Opinion : Canada-Chine

Plus d’un demi-siècle de relations « passionnelles »

« Le Canada est notre meilleur ami », affirmait l’ancien premier ministre chinois Zhu Rongji en 1998, lors de la visite de Jean Chrétien, exaltant l’amitié entre la Chine et le Canada.

Plusieurs raisons pouvaient expliquer l’optimisme des dirigeants chinois. Le Canada est le premier pays membre du Commonwealth à avoir reconnu au début des années 1950 la République populaire de Chine. Cette reconnaissance a été suivie d’un accord sur la vente de blé signé en 1961 alors que la Chine était frappée par une grave famine. Cet accord est vu par Pékin comme une success-story pour avoir brisé le blocus politique et économique imposé par les États-Unis.

Donc, l’intérêt de la Chine de l’époque pour le Canada était plutôt inspiré par des enjeux géopolitiques. Pour Pékin, le fait de gagner l’amitié du Canada, pays occidental ayant une bonne réputation internationale, avait un effet positif sur l’image de la Chine à l’étranger, d’autant plus que le Canada est un voisin proche mais indépendant des États-Unis.

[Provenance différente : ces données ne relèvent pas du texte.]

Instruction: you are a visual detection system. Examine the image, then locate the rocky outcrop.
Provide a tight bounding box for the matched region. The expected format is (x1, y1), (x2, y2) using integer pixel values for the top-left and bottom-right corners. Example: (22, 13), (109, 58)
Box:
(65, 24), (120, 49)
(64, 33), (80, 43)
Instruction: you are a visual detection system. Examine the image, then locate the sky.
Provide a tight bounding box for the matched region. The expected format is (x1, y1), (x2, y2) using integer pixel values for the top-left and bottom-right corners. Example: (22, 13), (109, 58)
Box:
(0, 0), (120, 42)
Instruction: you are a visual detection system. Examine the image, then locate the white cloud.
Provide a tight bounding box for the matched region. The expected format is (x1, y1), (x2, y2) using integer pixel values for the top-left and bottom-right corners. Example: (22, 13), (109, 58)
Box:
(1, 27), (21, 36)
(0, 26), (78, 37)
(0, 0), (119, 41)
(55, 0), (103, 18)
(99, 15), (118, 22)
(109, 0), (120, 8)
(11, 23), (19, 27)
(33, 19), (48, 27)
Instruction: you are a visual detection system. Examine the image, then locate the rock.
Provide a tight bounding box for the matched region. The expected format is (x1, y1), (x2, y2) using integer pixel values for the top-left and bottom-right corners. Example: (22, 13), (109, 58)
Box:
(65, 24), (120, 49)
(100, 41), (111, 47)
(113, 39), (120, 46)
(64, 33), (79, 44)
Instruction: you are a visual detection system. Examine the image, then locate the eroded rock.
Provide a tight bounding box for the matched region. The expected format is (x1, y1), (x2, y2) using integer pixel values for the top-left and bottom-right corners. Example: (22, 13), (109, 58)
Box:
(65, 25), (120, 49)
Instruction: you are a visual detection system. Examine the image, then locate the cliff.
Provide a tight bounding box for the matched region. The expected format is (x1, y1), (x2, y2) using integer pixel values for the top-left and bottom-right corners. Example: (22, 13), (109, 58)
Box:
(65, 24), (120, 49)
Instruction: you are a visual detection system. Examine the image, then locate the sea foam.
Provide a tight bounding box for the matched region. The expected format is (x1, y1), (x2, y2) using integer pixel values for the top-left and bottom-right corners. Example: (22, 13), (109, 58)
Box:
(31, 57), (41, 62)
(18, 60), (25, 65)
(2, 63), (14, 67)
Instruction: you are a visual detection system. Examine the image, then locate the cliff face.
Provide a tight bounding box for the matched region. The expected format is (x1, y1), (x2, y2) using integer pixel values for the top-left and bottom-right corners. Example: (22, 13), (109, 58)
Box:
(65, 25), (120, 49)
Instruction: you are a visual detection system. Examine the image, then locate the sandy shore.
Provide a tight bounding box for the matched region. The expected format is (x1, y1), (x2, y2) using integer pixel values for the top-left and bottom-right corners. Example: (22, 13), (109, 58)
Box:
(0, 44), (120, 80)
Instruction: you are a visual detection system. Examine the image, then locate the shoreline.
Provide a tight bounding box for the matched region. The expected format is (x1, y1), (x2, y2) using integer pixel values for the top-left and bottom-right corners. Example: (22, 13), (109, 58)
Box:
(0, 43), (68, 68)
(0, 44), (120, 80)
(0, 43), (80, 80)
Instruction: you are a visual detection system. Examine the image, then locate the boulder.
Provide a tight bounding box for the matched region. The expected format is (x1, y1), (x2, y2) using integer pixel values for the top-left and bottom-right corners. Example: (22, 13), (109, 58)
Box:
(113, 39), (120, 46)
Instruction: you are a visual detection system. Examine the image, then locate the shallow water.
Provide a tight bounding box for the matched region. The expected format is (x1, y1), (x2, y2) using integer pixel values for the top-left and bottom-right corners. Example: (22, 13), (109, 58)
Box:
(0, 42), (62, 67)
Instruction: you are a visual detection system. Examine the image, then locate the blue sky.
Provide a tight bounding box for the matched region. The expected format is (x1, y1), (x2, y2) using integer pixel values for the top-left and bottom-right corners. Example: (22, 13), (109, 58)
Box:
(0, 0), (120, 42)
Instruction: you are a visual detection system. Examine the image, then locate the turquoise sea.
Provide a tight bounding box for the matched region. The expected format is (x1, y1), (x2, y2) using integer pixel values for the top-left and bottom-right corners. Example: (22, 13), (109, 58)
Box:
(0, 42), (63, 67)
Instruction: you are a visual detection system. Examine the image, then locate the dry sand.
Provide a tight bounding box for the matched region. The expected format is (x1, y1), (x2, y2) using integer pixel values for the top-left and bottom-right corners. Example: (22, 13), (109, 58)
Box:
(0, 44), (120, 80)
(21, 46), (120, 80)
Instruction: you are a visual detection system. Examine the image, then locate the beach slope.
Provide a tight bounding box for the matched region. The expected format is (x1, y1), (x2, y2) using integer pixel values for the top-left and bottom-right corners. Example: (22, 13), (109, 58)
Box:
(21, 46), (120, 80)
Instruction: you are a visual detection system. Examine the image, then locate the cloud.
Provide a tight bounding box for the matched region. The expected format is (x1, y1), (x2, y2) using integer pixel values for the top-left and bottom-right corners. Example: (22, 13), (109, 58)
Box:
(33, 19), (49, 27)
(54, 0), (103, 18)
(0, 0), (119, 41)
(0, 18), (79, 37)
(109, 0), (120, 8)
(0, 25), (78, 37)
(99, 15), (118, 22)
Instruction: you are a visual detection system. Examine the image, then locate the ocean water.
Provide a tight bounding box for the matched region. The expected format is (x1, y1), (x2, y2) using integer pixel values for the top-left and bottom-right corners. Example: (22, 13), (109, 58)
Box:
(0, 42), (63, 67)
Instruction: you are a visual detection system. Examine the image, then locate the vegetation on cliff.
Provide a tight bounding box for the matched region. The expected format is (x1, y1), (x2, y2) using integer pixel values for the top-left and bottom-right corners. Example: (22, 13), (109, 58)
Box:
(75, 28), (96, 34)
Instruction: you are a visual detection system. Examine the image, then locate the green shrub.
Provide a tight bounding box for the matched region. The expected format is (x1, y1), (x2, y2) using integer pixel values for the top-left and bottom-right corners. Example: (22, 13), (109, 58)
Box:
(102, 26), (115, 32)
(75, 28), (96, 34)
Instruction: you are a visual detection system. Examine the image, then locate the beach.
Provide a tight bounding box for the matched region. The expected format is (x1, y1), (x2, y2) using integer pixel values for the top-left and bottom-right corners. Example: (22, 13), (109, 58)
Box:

Aujourd’hui, les aspects commerciaux ont pris le pas sur les enjeux géopolitiques.

La Chine est devenue le deuxième partenaire commercial du Canada, qui se trouve lui-même au treizième rang parmi les partenaires commerciaux de l’empire du Milieu. Les deux pays ont besoin l’un de l’autre. La Chine cherche à améliorer la sécurité de son approvisionnement en or noir tandis que le Canada cherche à renforcer la demande pour ses immenses réserves en cette matière.

L’économie canadienne dépend fortement de son commerce extérieur, et la Chine, qui connaît un boom de sa classe moyenne, constitue un débouché intéressant. Dernièrement, Pékin commence à manifester un fort intérêt pour le marché de l’Amérique du Nord structuré par l’ALENA. Ce qui explique l’essor de l’investissement chinois au Canada, multiplié par 18 de 2005 à 2013.

Pour les raisons que l’on connaît, ces relations bilatérales sont entrées dans une zone de turbulence au début des années 2000. Les rapports entre les gouvernements se sont assombris et la population le constate. Les sondages du Pew Research Center témoignent d’un refroidissement de l’opinion des Canadiens vis-à-vis de la Chine : en 2015, seuls 39 % des Canadiens avaient une vision favorable de la Chine, soit 14 % de moins qu’en 2009.

ADMIRÉ EN CHINE

De façon surprenante, les Chinois sont plus optimistes à l’égard de leur voisin du Pacifique. En 2014, plus de six Chinois sur dix (63 %) avaient une opinion favorable du Canada, ce qui, pour la deuxième année consécutive, classait le Canada en tête de la liste des pays les plus admirés par les Chinois, bien avant les États-Unis qui récoltaient seulement 18 % de vues favorables. Les médias sociaux chinois confirment cette tendance : le compte Weibo de l’Ambassade canadienne est le plus suivi de toutes les ambassades étrangères en Chine, avec 1,11 million de membres.

D’une manière générale, les Chinois ont un a priori favorable pour les « vieilles relations ». Avec son héritage historique (Trudeau père, Norman Bethune, etc.), le Canada bénéficie en Chine d’une image positive. Il a ainsi toutes ses chances de bâtir de nouvelles relations positives avec la Chine.

Certains dossiers qui avancent difficilement auraient besoin d’une grande confiance mutuelle. Actuellement, ce n’est pourtant pas le cas avec les controverses sur la question des droits de l’homme, les restrictions d’investissement d’une société d’État dans l’industrie des sables bitumineux, et l’absence de traité d’extradition pour rapatrier les coupables de crimes économiques.

Rappelons que le Canada est une destination privilégiée pour les fonctionnaires chinois corrompus : le quart des 100 chinois présumés corrompus les plus recherchés par la Chine auraient trouvé refuge au Canada. À l’heure où les deux pays cherchent à tourner la page dans les relations sino-canadiennes, il est urgent pour les dirigeants de recréer un climat de confiance et d’ouvrir de nouveaux dialogues sur ces thématiques.